Whoever put this in:

"In other words, if we hold the first entry the bilinear operator fixed, while letting the second entry vary, the result is a linear operator, and similarly if we hold the second entry fixed."

thankyou!

How about another example for a matrix ${\displaystyle B\in M_{n}(F)}$ as a bi-linear form: ${\displaystyle B:F^{n}xF^{n}->F}$ defined by ${\displaystyle v^{T}Bw}$, ${\displaystyle v,w\in F^{n}}$

## map vs operator

I think the term "operator" should be reserved for maps of a space into itself (or by extension ExE→E), while for the general case (in particular bilin.forms) the term "map" should be preferred. MFH: Talk 17:46, 27 May 2005 (UTC)
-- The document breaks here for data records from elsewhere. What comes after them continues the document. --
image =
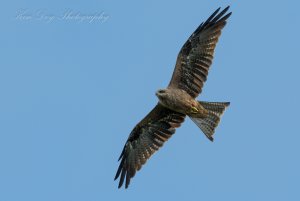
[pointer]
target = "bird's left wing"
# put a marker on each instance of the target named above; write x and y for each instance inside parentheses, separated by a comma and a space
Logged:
(196, 55)
(146, 138)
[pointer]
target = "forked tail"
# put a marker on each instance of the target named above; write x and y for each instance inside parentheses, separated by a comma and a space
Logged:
(209, 123)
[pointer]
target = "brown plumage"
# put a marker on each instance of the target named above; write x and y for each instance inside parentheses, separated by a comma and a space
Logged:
(178, 100)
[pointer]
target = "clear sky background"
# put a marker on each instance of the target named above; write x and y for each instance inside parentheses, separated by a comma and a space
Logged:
(71, 91)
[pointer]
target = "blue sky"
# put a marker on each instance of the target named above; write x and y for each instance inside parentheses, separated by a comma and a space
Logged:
(71, 91)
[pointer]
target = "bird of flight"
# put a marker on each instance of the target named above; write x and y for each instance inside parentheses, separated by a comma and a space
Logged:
(178, 100)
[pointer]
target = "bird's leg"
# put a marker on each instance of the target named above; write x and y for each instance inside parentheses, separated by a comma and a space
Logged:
(194, 110)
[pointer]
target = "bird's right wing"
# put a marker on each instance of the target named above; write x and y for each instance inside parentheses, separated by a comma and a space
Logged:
(146, 138)
(196, 55)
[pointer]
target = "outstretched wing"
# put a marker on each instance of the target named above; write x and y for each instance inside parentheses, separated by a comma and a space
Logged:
(146, 138)
(196, 55)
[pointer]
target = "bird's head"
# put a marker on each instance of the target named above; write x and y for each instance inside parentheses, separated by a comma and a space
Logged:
(161, 93)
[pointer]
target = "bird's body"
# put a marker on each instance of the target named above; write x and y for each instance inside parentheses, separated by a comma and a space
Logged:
(178, 100)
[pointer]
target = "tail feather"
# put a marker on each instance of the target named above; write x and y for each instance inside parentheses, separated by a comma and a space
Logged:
(209, 123)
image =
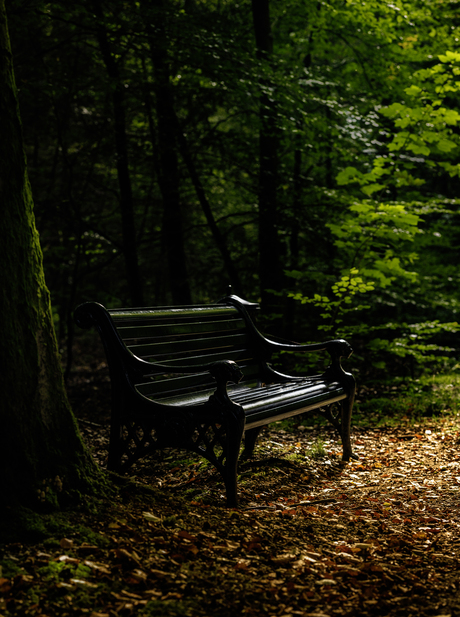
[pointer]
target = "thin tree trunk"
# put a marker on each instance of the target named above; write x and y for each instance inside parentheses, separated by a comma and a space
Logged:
(270, 268)
(121, 147)
(206, 207)
(173, 235)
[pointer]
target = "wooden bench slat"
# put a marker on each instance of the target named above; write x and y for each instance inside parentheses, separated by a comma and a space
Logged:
(154, 331)
(174, 347)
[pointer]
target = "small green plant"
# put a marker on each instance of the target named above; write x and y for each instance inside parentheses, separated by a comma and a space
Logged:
(317, 449)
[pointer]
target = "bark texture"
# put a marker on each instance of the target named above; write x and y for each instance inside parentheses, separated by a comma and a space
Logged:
(41, 453)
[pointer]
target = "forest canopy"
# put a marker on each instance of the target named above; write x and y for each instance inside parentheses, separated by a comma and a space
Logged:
(305, 153)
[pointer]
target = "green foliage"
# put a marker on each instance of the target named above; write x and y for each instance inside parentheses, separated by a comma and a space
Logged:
(317, 450)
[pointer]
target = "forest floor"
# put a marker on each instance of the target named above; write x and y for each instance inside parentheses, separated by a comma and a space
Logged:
(312, 536)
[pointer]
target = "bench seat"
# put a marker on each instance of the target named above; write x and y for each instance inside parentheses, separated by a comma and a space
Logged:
(201, 378)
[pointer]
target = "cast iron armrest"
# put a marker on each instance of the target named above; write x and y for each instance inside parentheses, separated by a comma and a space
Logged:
(337, 348)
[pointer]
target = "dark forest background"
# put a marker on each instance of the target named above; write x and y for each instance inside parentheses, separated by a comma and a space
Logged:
(305, 153)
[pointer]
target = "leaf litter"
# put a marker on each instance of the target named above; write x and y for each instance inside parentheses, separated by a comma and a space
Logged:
(313, 536)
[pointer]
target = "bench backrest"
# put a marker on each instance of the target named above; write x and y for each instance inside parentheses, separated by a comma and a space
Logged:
(186, 336)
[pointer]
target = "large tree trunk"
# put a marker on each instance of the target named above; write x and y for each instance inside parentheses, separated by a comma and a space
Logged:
(41, 453)
(270, 267)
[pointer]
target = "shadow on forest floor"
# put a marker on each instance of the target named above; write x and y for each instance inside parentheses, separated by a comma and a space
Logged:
(312, 536)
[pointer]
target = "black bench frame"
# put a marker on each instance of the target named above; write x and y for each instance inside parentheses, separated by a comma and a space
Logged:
(168, 399)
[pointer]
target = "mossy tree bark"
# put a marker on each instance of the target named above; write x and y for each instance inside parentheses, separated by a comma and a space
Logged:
(41, 452)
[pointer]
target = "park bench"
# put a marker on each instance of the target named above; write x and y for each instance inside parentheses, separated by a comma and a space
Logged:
(199, 378)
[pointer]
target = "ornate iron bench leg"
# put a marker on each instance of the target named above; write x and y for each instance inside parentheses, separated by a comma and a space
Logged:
(250, 438)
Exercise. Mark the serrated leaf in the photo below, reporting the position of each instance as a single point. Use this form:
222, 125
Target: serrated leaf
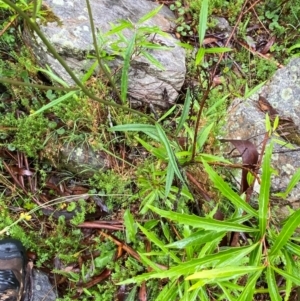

Agree. At any rate, we should keep our naming consistent; witness multilinear map vs. bilinear operator. -- Fropuff 18:03, 2005 May 27 (UTC)
Seems reasonable. I was wondering about the same topic some time ago. This should be put at Wikipedia:WikiProject Mathematics/Conventions.MathMartin 11:03, 29 May 2005 (UTC)
I've partially fixed this, but haven't gone so far as to move the page: I would, however, support such a move. Geometry guy 16:35, 13 May 2007 (UTC)
Yes, I agree. Someone with operator privs should perform the move. --MarSch 17:47, 13 May 2007 (UTC)

## Pairing

How is this article related to pairing? It seems there is an overlap. Nageh (talk) 16:22, 26 May 2010 (UTC)

I think the question should be: Shouldn't this article be extended to cover [[module (mathematics}|module]]s? Meaning, we get R-bilinear maps, which should probably be covered in this article, and then pairing (which is evidently just an R-bilinear map) should be a redirect here. K-bilinear maps (K being a field, so this is what is currently covered by this article) are merely special cases of R-bilinear maps, which is the subject of Pairing. — Quondum 16:31, 9 September 2012 (UTC)

## Inverse of bilinear map

For the case, VxV->F, I guess the inverse of the bilinear map should be well defined because the map is commutative, if ${\displaystyle f(a,b)=c}$, then ${\displaystyle f^{-1}(c,a)=b}$ and ${\displaystyle f^{-1}(c,b)=a}$. Is this right? and is it meaningful? is it well defined? Jackzhp (talk) 05:54, 8 May 2015 (UTC)

The appropriate place to ask this would be at WP:RD/MA. —Quondum 13:02, 8 May 2015 (UTC)